Crash course: navigating digital information (Summary)

The problem

  • Somewhere down the line, all information was produced by humans with incentives
    • There is no place where you will always find the truth
  • We are not proactive enough about the information we consume
  • The social media algorithms don’t have our best interest at heart when deciding what to show!
    • Attention = money, so they keep you on the platform by:
      • Only showing information you already agree with! (Confirmation bias)
        • Solve this issue by following people you don’t agree with!
      • Showing false information that is likely to keep your attention!
    • 50% of adults get their news through Facebook…
  • Even professors & college students can be bad at navigating digital information…

How we currently judge the quality of information…

  • The design of the website…
    • when something looks “official”
    • Looks like a news article
    • Well-designed logo
    • Professional photography
    • No grammatical errors or typos
  • We think we consume high-quality information when this is included:
    • Statistics
    • Infographics
    • References & citations (you don’t even check them)
  • Whether we’ve used it before…
  • Who showed it to us…

Solution: Lateral reading (Opening new tabs)
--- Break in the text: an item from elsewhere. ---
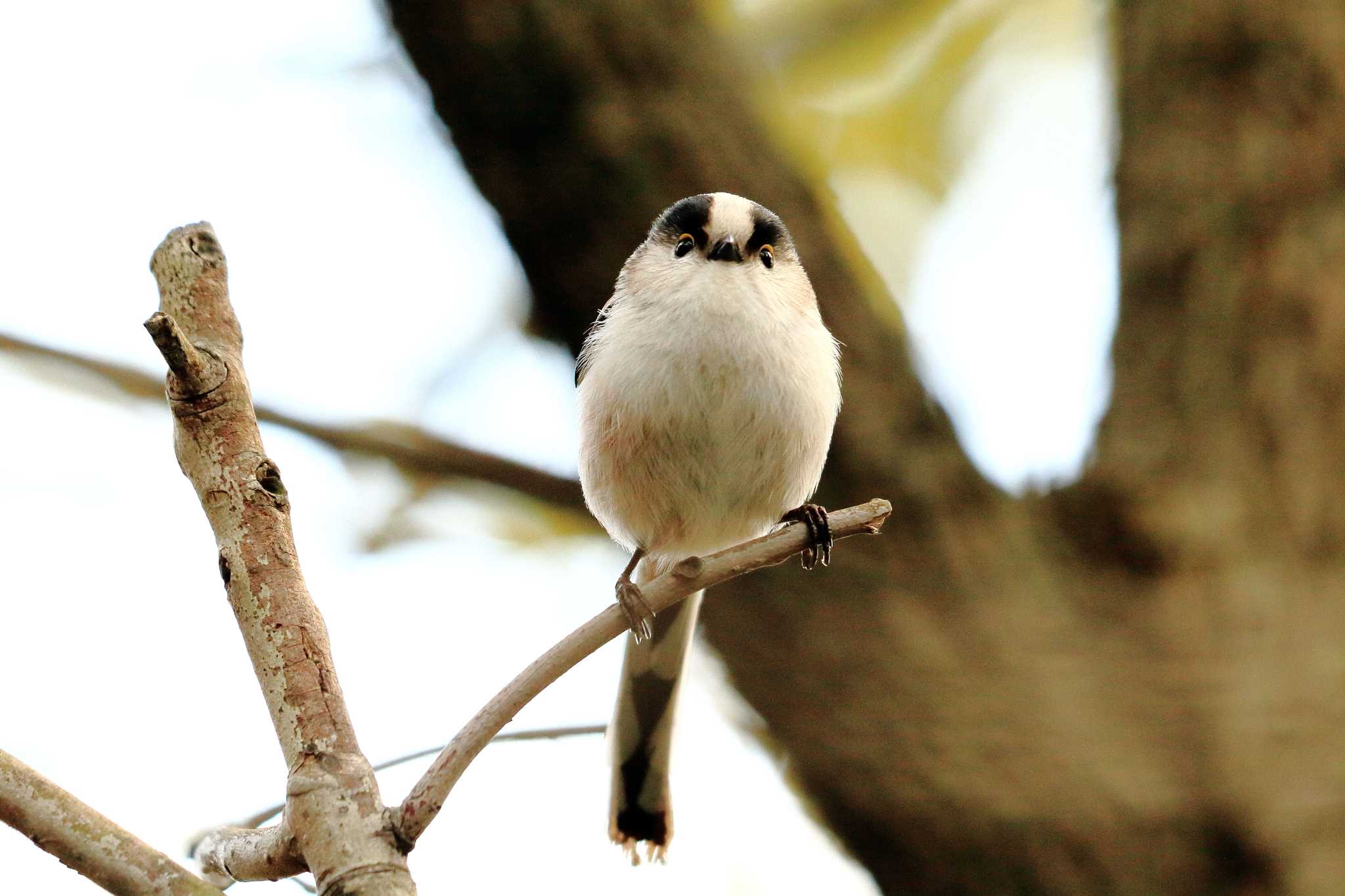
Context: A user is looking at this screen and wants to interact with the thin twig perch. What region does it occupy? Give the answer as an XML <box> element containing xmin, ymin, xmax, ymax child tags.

  • Don’t just do it when you disagree with the information! (beware of confirmation bias)
  • Seek MULTIPLE trustworthy sources when fact-checking
    • Utilize click restraint (E.g. look at the available articles before deciding which article to click)

Consider the source

  • Beware of catfishing (people pretending to be someone they aren’t)
  • Consider their authority
    • Educational or professional background
    • How they gather information
    • How they catch & fix mistakes
  • Keep their agenda into account when considering the information!
    • Maybe they want to:
      • Sell you something
      • Get your attention (because attention = money)
      • Win you over to their worldview /Political beliefs
      • Signal who they are

Who is trustworthy?

  • Trusted news organizations (But remember they could have a hidden agenda)
    • Many use people hired as fact-checkers!
    • The New York time, wall street journal & Washington post has written about their editorial standards
  • Fact-checking websites
  • Wikipedia?
    • It got a bad reputation initially because it was so easy for anyone to edit
    • It has gotten better
      • Rigorous content policies
        1. Neutral point of view
        2. Verifiability
        3. No original research
      • See notes at the top of the page, where they can warn if any of the 3 content policies were violated!
      • Administrators oversee things and can lock pages
    • A great place to start to get a birds overview of a topic
      • BUT don’t stop there! (Don’t cite them)
      • You can use them to look for sources

Consider the evidence

  • Be skeptical when there is no evidence
  • Is the sources reliable?
  • Is the evidence even relevant?
    • Spurious correlations (Correlations ≠ causation)

Evaluating photograph & video evidence

Deepfake: Can make videos look like you are somebody else!

They can frame the image:

Evaluating data as evidence

  • Flawed humans gather, interpret & present data!
  • Evaluating data visualizations:
    • Are they based on real data?
    • Is the data presented in a fair way?

Summary

  • All information is produced by humans
  • Do lateral reading (open new tabs)
    • Evaluate the source
      • Authority?
      • Hidden agenda?
    • Evaluate the evidence
      • Is it from a reliable source?
      • Is it relevant for the argument?